Caritas kümmert sich um traumatisierte Flüchtlingskinder
„Hölle von Donezk“ überlebt

Rafael (links) und seine Mutter Rimma (rechts) beim Plätzchenbacken. In Amberg haben die Ukrainer gelernt, wieder Spaß am Leben zu haben. Die Traurigkeit ist dennoch ein treuer Begleiter. Der Vater gilt als vermisst. Bild: brf

Von Antoine de Saint-Exupéry stammt nicht nur der "Kleine Prinz", sondern auch "Die Kunst der kleinen Schritte". In einer Art Gebet bittet der Schriftsteller "um Kraft für den Alltag". Um Alltag und die überaus wichtigen kleinen Schritte geht es auch bei den Flüchtlingen. Diese hier kommen nicht aus Syrien, sie sind Europäer.

Von Friedrich Brandl

Amberg. Rafael, erst zehn Jahre alt, in sich gekehrt und mit traurigem Blick sitzt er da. Er spricht kaum. Seine Augen mustern die Runde, mustern die kleinen selbst gebackenen Plätzchen. Die Runde, die sich bei der Caritas trifft, das sind noch drei andere Kinder und vier Erwachsene, alle aus der Ukraine, alle aus der Millionenstadt Donezk. Doch kennengelernt haben sie sich erst hier in Amberg. Zwei ehrenamtliche Helfer vervollständigen den Kreis, um Plätzchen zu backen.
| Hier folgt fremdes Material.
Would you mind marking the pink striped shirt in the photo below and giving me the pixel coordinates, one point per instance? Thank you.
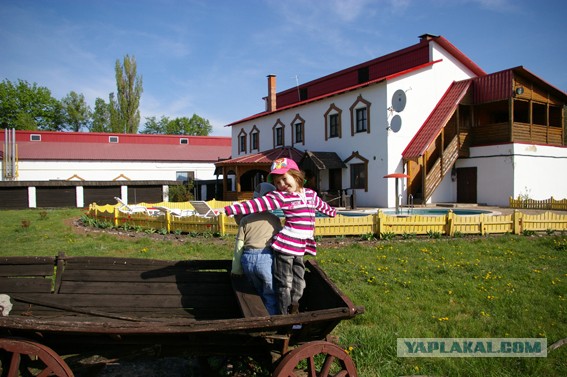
(299, 209)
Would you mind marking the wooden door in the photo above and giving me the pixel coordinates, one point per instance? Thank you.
(466, 185)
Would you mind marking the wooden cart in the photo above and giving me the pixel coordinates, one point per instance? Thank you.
(73, 305)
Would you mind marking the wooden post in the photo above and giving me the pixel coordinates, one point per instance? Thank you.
(221, 224)
(116, 216)
(517, 222)
(378, 217)
(450, 226)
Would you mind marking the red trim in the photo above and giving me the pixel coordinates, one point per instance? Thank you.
(330, 94)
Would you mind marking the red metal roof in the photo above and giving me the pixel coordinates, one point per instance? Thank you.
(78, 146)
(380, 69)
(265, 157)
(499, 85)
(436, 120)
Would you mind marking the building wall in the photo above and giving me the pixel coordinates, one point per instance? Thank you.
(526, 170)
(382, 147)
(110, 170)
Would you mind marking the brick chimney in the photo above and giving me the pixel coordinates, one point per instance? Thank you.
(271, 99)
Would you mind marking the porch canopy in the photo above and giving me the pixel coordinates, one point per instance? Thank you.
(312, 163)
(249, 170)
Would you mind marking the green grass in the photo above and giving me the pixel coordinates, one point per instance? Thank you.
(480, 287)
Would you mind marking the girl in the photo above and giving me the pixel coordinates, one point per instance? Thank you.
(296, 238)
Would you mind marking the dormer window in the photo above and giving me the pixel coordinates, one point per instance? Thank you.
(298, 130)
(333, 128)
(278, 133)
(254, 139)
(242, 142)
(360, 116)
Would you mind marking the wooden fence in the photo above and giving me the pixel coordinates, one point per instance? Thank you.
(546, 204)
(378, 224)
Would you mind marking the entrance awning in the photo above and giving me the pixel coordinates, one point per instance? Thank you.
(324, 160)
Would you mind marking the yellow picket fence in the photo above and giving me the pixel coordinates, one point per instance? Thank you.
(546, 204)
(378, 224)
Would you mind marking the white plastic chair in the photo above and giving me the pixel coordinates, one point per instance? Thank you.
(203, 209)
(125, 208)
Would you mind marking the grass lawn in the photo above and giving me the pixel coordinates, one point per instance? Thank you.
(494, 287)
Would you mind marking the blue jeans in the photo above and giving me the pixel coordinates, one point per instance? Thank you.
(257, 266)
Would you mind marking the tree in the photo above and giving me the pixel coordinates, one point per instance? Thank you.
(76, 112)
(196, 126)
(29, 107)
(127, 102)
(100, 117)
(155, 127)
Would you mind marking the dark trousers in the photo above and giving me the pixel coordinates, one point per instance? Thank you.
(289, 281)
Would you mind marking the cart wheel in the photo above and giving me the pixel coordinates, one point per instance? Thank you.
(30, 359)
(316, 359)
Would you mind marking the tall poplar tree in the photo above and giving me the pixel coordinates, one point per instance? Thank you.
(127, 102)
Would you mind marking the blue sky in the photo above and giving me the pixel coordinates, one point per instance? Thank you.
(211, 57)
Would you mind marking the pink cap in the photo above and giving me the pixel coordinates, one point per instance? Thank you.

Vor etwas mehr als einem Jahr kamen Rafael und seine Mutter Rimma nach Deutschland. Hinter ihnen lag "die Hölle von Donezk", wie sie es formulieren, der sie entfliehen konnten. Mehr als acht Monate wohnten sie in Kellern von Ruinen. Beim Schlafen hatte sie immer ihre Kleidung an. Aus Angst wieder aufgeschreckt zu werden. Eine Bombe hatte das Haus, hatte das Kinderzimmer zerstört. Rafael hatte auch mit ansehen müssen, wie zwei seiner Klassenkameraden auf dem Schulhof durch eine Bombe getötet wurden. Stundenlang musste er oft anstehen, um aus Tankwagen Trinkwasser zu erhalten. Der Vater wurde von Separatisten verschleppt. Er weiß nicht, ob er noch am Leben ist.

Zuerst in Zirndorf


Im Dezember 2014 kamen Rafael und seine Mutter in die Erstaufnahmestelle nach Zirndorf. Grau war diese Vorweihnachtszeit, grau der Alltag. Seit Ende Januar des Jahres sind die beiden in Amberg. Und hier wurde ihr Alltag heller. Hier leben sie mit anderen Flüchtlingen aus der Ukraine in einer Unterkunft und haben dort ein Zimmer. Das ist nicht viel. Aber es ist ein Zimmer. In einem Haus in einer Stadt ohne Krieg, ohne Bomben. Und es gibt hier Menschen, die helfen. Unspektakulär, ohne große Worte. Das sind zu einem Mitarbeiterinnen der Caritas, die sich um sie kümmern. Das sind aber auch Privat- und Geschäftsleute, die unbürokratisch helfen, wie die Ehrenamtliche, die Rafael und seiner Mutter immer mit Rat und Tat zur Seite steht, wenn es um Fragen der Gesundheit, der Schule oder um einen Ämterbesuch geht.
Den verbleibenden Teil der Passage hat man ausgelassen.